Crônica

A mais linda

Por: Walcyr Carrasco - Atualizado em

Há pouco tempo reencontrei minha paixão de adolescência. Era uma garota do colégio, morena, que arrebentava os corações. Um ano mais velha que eu. Mais tarde, tão pequena diferença de idade não significaria coisa alguma. Na época era fundamental. As mocinhas se encantavam pelos rapazes mais velhos, vestibulandos ou universitários. Seu namorado, lembro-me, tinha barba malfeita, bigode e um jeito rebelde. Eu era tímido, magricela, usava óculos maiores que meu rosto e ficava vermelho por qualquer motivo. No quesito barba e bigode, ostentava apenas uma penugem. Motivo pelo qual, às vezes, passava pó de café sobre os lábios para simular pêlos raspados. Hoje, imagino que devia parecer um bobo!

Enquanto minha família sofria para pagar as prestações da televisão, meu suposto antagonista era milionário, filho do dono de uma cadeia de restaurantes. Tinha carro. Casa de praia. Era óbvio que ela nem me olhava. A seus olhos eu pertencia à matilha de garotos barulhentos, enquanto ela, é claro, já se considerava mulher feita. Sua turma era bem liberada, de acordo com o figurino do fim dos anos 60. Garotas usavam minissaias curtíssimas. Casais de namorados passavam fins de semana no litoral. Eu e meus amigos falávamos dela fascinados. Viera de outra cidade, brigada com a família. Morara em casas de amigos. Trabalhava para se manter. Ou seja, já pertencia ao mundo dos adultos. Eu lutava contra as espinhas no rosto. Esforçava-me para assumir um ar experiente ao falar de sexo com meus amigos. Mas era absolutamente virgem, e morria de medo que alguém descobrisse!
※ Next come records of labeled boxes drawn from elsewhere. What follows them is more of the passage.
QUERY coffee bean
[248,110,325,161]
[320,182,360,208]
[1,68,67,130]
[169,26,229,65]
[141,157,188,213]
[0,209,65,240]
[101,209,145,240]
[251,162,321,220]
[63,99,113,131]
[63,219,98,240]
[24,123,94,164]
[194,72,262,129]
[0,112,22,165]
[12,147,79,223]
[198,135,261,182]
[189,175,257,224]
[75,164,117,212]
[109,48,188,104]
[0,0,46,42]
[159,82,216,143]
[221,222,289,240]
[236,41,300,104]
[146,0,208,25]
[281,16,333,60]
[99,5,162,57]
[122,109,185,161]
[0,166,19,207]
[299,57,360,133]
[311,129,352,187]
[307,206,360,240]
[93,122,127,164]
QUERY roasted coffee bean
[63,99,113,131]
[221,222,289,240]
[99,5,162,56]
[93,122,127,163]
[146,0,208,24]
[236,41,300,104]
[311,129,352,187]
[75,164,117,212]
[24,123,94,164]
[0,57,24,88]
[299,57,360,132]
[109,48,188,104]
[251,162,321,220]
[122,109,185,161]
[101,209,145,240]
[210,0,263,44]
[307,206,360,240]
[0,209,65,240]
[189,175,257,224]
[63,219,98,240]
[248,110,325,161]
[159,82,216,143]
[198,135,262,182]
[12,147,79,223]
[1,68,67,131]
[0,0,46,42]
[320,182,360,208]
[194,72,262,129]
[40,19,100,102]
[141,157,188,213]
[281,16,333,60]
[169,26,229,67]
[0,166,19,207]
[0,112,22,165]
Um primo do namorado da garota estudava no colégio, e tornou-se meu amigo. Depois disso, eu a encontrei muitas vezes. Lembro-me de um churrasco em que gaguejei quando ela perguntou onde eu tinha pegado o refrigerante. Eu sonhava com ela. Pensava em quanto seria bom se ela se apaixonasse por mim. Cheguei a ir a uma cartomante perguntar se eu tinha chance. Para meu horror, a mulher abriu o baralho e me aconselhou dedicação aos estudos. E ainda cobrou a consulta!

Graças a um pedido de meu amigo, ela tentou me arrumar um emprego. Apresentou-me a seu chefe, que me achou muito novo. No fim do ano, ela saiu do colégio para prestar vestibular. Nunca mais nos vimos. Tive notícias dela esporadicamente. Casou-se. Separou-se. Casou-se de novo. Separou-se. Com o tempo, as notícias se tornaram mais raras.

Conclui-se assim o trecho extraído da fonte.